I really love what head coach Jeff Brohm is building in West Lafayette. I like his quarterback, Jack Plummer, and his two stud receivers he gets to throw to in Rondale Moore (was an All-American in 2018) and David Bell (1,035 receiving yards as a true freshman last year!).
Before the pandemic, Nebraska was opening the season against Purdue, and to be honest, that game could’ve gone either way. A straight toss-up. Still is, whenever these two will play.
Iowa as owned the rivalry lately. The Hawkeyes have won five straight over the Huskers.
Nebraska’s kept the last two games close, though, only losing both by 3 points. But until the Huskers can finally get over the hump, it’s hard to pick them, especially with the new faces along the front seven this year.
However, Iowa will be replacing some key players of their own, especially at quarterback.
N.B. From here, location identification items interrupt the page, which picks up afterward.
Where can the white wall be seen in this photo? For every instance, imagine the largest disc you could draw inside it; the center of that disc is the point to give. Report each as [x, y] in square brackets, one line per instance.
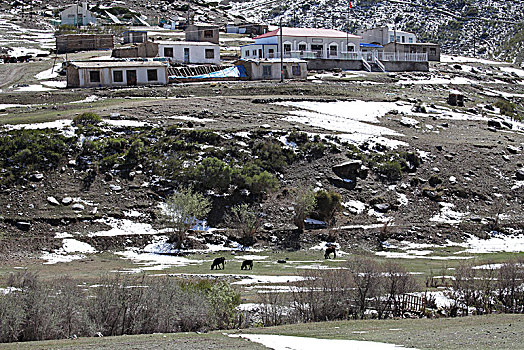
[197, 53]
[295, 42]
[69, 15]
[106, 76]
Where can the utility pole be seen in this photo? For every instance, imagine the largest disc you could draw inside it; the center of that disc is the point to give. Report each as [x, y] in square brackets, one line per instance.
[347, 30]
[281, 54]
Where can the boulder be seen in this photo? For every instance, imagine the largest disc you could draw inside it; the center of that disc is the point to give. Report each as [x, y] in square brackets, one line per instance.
[37, 177]
[348, 170]
[78, 207]
[520, 174]
[494, 124]
[52, 200]
[23, 225]
[382, 207]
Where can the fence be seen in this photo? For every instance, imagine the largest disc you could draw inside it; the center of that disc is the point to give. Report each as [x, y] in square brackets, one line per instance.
[357, 56]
This game should be mighty interesting this season, but Iowa is still a team I wouldn’t want to play early.
A lot of people don’t like PJ Fleck. I’m not one of those people. I respect the heck out of Fleck and think his kids play hard for him.
We all watched that massacre last year as the snow fell in Minneapolis. Fleck and his Gophers ran the ball down the Huskers’ throat to the tune of 322 yards. With a fairly new front seven in 2020, will Nebraska do a better job stopping the run? I’m not convinced. Minnesota would be a rough game early for the Huskers.
The Badgers have won the last seven games against the Huskers. Football in the Big Ten West is a cold, hard, physical monster, and nobody in the West division embodies that better than head coach Paul Chryst’s program.
I asked myself the same thing I did with Minnesota: will Wisconsin’s run game be at least slowed by a Nebraska front seven with largely new and unproven faces? I doubt it. Wisconsin would be an awfully rude way to open the 2020 season. If, and when it happens.